No fim de 2003, Pedro se mudou para Brasília, onde, no ano seguinte, concluiu o ensino médio. Ele se formou em direito no Centro Universitário de Brasília (UniCeub) e, em 2012, se casou com a baiana Nábyla Gabriela Queiroz Galvão, com quem teve João Pedro e Isadora.
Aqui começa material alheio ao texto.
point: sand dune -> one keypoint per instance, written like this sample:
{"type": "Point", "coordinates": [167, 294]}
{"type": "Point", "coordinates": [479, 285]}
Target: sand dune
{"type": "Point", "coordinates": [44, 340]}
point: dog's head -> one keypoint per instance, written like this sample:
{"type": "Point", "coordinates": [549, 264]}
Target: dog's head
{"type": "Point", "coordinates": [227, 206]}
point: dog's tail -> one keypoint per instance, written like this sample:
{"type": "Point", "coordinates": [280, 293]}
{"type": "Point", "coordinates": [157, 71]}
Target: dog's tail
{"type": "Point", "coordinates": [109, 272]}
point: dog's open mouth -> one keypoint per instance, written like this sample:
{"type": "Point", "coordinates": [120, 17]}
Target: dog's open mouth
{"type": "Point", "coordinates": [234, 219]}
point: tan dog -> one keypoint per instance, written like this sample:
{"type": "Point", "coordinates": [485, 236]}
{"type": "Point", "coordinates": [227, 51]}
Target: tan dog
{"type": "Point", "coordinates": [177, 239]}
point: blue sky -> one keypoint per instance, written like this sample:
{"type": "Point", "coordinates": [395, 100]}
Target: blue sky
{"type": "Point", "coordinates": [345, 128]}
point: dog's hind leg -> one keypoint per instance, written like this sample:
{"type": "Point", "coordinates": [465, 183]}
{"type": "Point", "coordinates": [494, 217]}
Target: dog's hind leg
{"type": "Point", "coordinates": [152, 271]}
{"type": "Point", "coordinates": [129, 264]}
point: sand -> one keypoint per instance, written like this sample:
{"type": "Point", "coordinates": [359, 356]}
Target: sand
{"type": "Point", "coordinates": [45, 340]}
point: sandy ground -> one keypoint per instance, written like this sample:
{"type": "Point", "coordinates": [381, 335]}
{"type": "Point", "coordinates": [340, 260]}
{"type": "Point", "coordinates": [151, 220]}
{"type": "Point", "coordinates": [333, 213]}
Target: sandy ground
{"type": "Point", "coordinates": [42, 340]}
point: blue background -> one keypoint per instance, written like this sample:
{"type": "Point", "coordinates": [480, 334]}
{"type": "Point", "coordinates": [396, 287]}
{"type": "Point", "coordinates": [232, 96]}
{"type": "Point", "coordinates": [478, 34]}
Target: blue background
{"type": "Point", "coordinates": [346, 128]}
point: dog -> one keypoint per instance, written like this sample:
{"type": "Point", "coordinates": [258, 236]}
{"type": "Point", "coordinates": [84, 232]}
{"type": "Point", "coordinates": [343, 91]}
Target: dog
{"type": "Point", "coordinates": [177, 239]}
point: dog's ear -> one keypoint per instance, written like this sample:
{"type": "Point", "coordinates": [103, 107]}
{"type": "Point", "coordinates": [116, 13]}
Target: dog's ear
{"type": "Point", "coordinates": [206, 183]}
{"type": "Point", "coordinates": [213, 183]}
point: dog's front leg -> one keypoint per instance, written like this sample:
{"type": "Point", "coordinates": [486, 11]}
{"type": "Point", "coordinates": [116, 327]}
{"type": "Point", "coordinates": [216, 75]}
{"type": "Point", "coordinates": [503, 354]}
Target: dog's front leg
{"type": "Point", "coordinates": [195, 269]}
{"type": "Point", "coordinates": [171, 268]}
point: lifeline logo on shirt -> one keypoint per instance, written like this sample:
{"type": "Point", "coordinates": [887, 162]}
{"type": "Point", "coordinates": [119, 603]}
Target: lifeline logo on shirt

A família ainda mora na capital federal, onde Pedro faz uma bem sucedida carreira como advogado, atuando em casos de repercussão nacional.

Vilma continua morando em Goiânia, com Roberta Jamilly, que, diferentemente de Pedro, não quis adotar o nome original nem viver com a mãe biológica (o pai morreu antes da filha ser encontrada).

Caso Pedrinho inspirou novela e é contado com detalhes em livro

O drama da família biológica de Pedrinho serviu como uma das inspirações para a novela “Senhora do Destino”, de Aguinaldo Silva, exibida na Globo em 2004. Na trama, Maria do Carmo (Susana Vieira) busca por anos a filha Maria Lindalva (Carolina Dieckmann), roubada quando criança. Já adulta, ela é encontrada como Isabel, criada pela vilã Nazaré Tedesco (Renata Sorrah).

Já o jornalista Renato Alves, que cobriu o “Caso Pedrinho” pelo Correio Braziliense e hoje trabalha na redação de O TEMPO em Brasília, escreveu um livro-reportagem sobre essa trama. Lançado pela Geração Editorial e disponível nas principais livrarias físicas e online do país, “O Caso Pedrinho” revela tudo sobre essa história real que parece ficção.